ターゲットを広げることは、メッセージの解像度を下げることでもあります。
逆に、届ける相手を決めると、言葉の温度が決まります。

たとえば同じ商品でも、忙しいお母さんに届けるのか、健康を気にする経営者に届けるのか、週末を楽しみたい若い人に届けるのかで、言葉は変わります。

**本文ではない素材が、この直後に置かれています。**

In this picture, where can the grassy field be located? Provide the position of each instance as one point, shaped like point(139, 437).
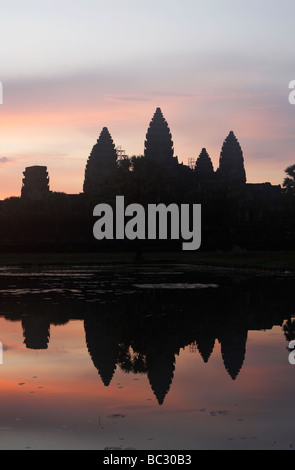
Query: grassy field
point(262, 260)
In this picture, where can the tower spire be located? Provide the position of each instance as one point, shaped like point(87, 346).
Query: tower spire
point(231, 161)
point(158, 143)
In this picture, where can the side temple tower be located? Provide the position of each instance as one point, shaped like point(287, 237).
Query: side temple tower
point(158, 143)
point(101, 163)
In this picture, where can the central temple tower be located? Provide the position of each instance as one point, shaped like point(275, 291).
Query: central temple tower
point(158, 143)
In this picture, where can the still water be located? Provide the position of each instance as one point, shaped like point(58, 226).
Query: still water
point(146, 357)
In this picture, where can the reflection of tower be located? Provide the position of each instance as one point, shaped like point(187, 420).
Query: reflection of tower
point(158, 144)
point(101, 163)
point(233, 351)
point(35, 183)
point(36, 331)
point(160, 367)
point(103, 348)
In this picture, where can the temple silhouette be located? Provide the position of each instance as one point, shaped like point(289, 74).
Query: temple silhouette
point(235, 213)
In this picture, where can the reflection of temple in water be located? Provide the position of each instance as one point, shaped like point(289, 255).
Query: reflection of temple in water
point(143, 332)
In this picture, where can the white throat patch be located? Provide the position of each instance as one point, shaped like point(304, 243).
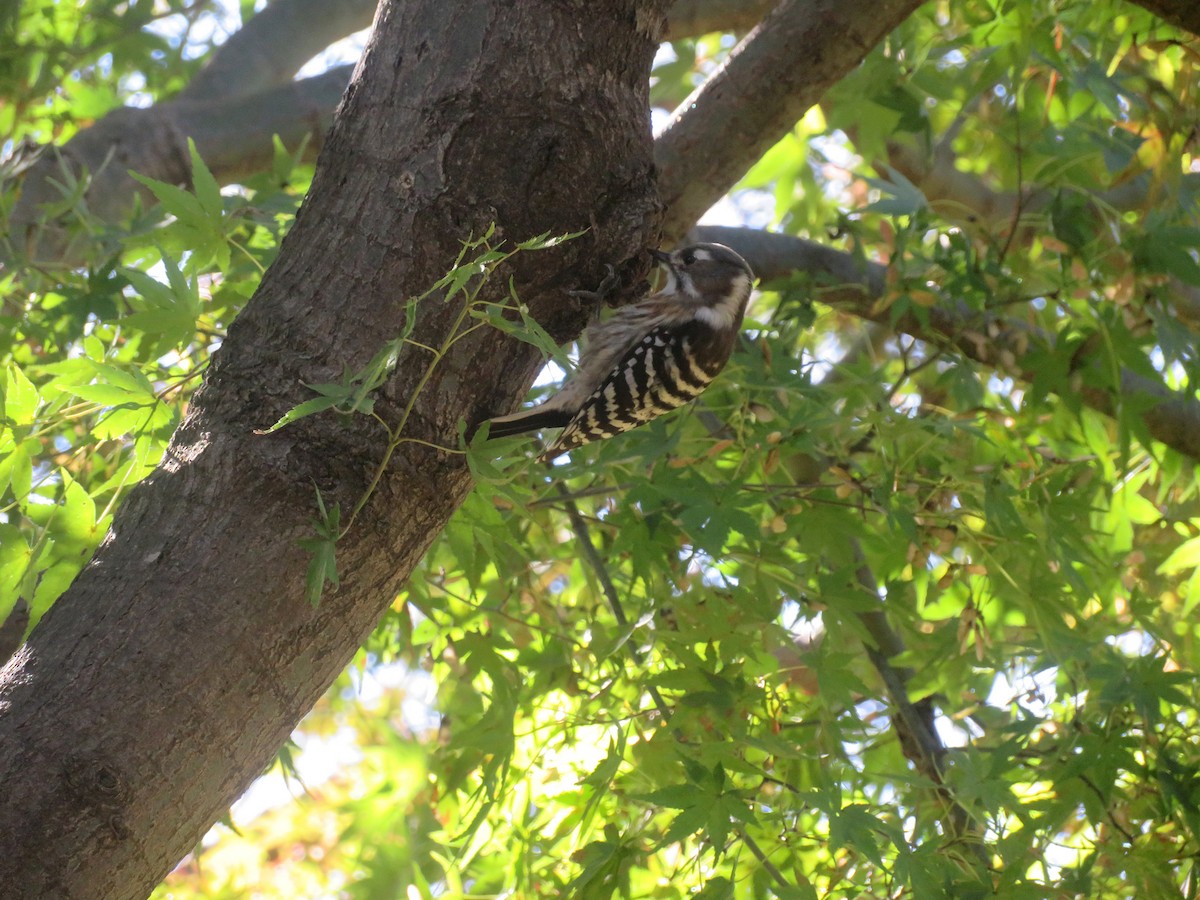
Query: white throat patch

「誰に」を絞ることは、捨てることではなく、届けるための配慮です。


「情報」ではなく、「意味」を伝える

次に大切なのは、何を一つだけ伝えるかです。

機能やスペックを並べるだけでは、なかなか心は動きません。

機能は、商品やスペック。
便益は、顧客が欲しいもの。
意味は、顧客が求める未来。

つまり、発信で大切なのは、「何があるか」ではなく、「それによって相手にどんな意味が生まれるか」です。 同じ商品でも、言葉の向きが変わるだけで、価値の伝わり方は大きく変わります。


心を動かす言葉には、発見と共感がある

たとえば、
「未来へ挑戦。」
「地域とともに。」

このような言葉では、心は動かない。

どれも間違ってはいません。
でも、どこかで見たような言葉。

心を動かすコピーには、発見と共感があります。

「そういうふうに言われたら、たしかに、その商品が欲しくなる」
そんな気づきをつくる言葉です。 


コピーは、常識と芸術の間にある

セミナーでは、豆腐を例にして、コピーの位置を説明しました。

「この豆腐は白い」

これは見ればわかる常識です。

一方で、意味が遠すぎる表現は、伝わりにくくなります。大切なのは、常識すぎず、遠すぎず、相手が「確かに、そうかも」と思える場所を探すことです。 

コピーは、ただ目立てばよいわけではありません。
相手の中に、発見と納得を生むことが大切です。


発信前に立ち戻る、4つの問い

セミナーの最後には、発信前のチェックリストも紹介しました。 

□ 相手に「一つだけ」思ってほしいことは何か?
□ その言葉は、相手の頭に「絵」を描けるか?
□ この言葉を、この場で、この人が言う意味があるか?
□ 受け手はこれを見て、次に何をするか?

この4つを確認するだけでも、発信の精度は変わります。
特に大切なのは、最後の問いです。伝えることは、ゴールではありません。

相手の頭の中に意味が届き、感情や判断、行動に変化が生まれてはじめて、発信は機能します。


おわりに

心を動かすコピーは、言葉のセンスだけではなく、価値の整理から生まれます。
整理できているから、発見があり、共感が生まれ、行動につながる。 のもおすすめです。

発信で迷ったときは、いきなり言葉を探すのではなく、まず「誰に」「何を一つだけ」「次に何をしてほしいか」を整理してみてください。